Foi a opção do meio-campista Gerson, do Flamengo. Ele acusa o colombiano Índio Ramirez de lhe dizer: "Cala boca, negro". Essa frase, por óbvio, significa que você, negro, tem que ficar calado diante de mim, branco, porque eu lhe sou superior. Não há outra leitura.

Não há imagens que mostrem a ofensa, nem a arbitragem viu qualquer coisa (aliás, o árbitro Flávio Rodrigues parece ter ouvidos seletivos). Porém, parece bastante improvável, para dizer o mínimo, que Gerson fosse inventar um fato desse durante um jogo para justificar levar vantagem. Que fosse simular a sua indignação em campo, sua boca trêmula, fosse encenar uma entrevista pós-jogo revoltado, fosse escrever um texto contra o racismo.

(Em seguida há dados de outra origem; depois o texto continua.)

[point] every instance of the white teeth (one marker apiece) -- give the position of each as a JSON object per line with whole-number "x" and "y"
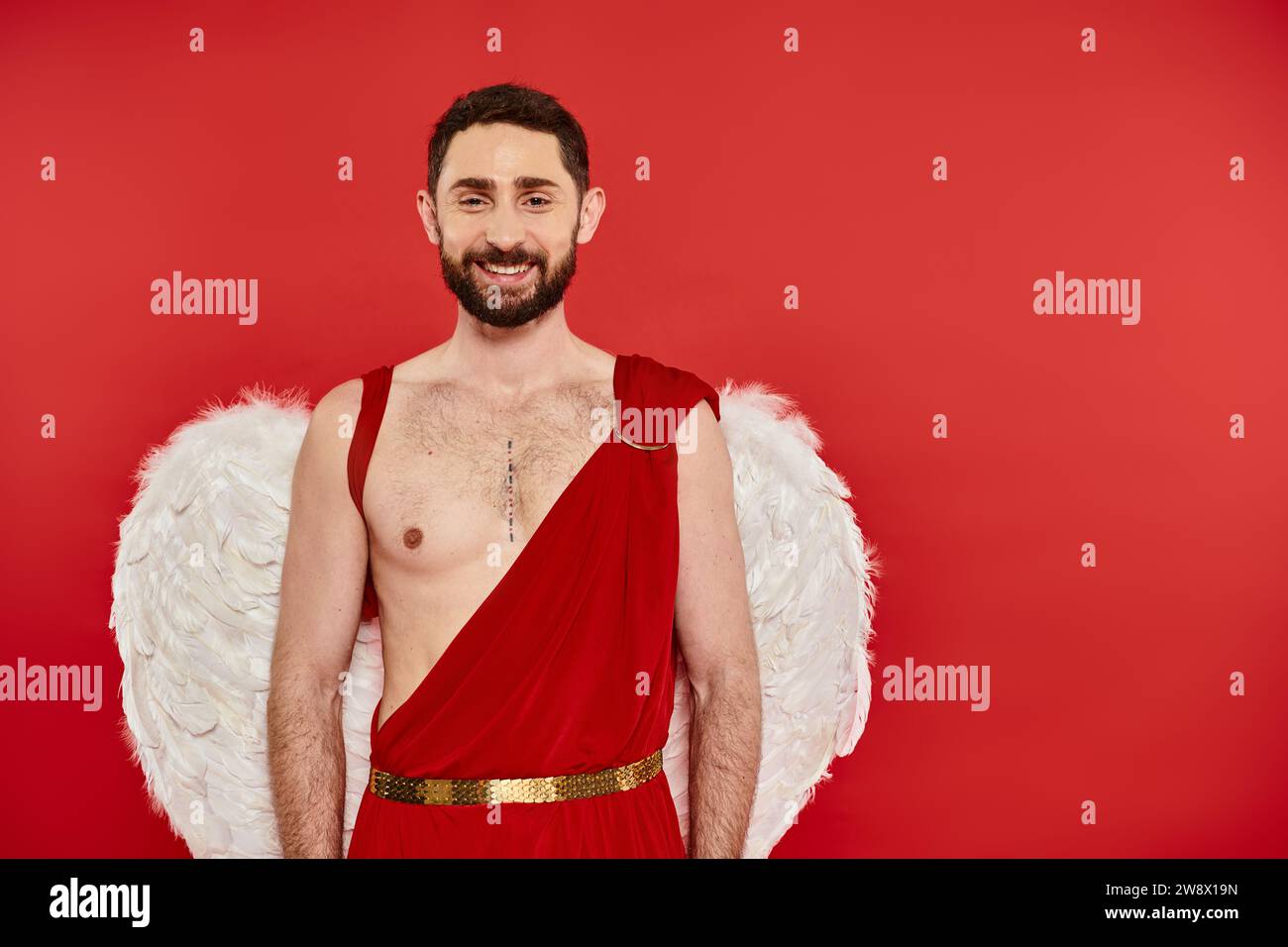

Mas a tese do usar o racismo para levar vantagem foi o que insinuou o então técnico do Bahia Mano Menezes para Gerson. Os áudios captados pelo Sportv são claros: mostram ele primeiro chamando a acusação de Gerson de "malandragem" e, depois, o treinador pede sua expulsão por ofensa.

Essa é a praxe do futebol mundial - não só brasileiro - em relação a casos de racismo. O árbitro faz pouco caso porque nunca foi algo que as entidades lhe disseram que era importante - Flávio Rodrigues cumpriu esse papel -, e membros do time do ofensor se omitem ou ignoram - Mano cumpriu esse papel e ainda tentou levar vantagem esportiva.

Gerson fez o que lhe era possível. Foi o melhor em campo, disparado, fora os poucos minutos em que esteve desestabilizado pela ofensa. Levou seu Flamengo alquebrado e com um a menos a uma vitória improvável. Enfrentou o seu ofensor - chamemos de suposto ofensor aqui só porque ainda há uma investigação -, criou um caso. E, no fim, relatou tudo, se posicionou, de forma sóbria, correta, altiva.

Gerson ganhou o domingo de todas as formas que lhe foram possíveis. Quem o ofendeu saiu como uma derrota para lembrar por longo tempo.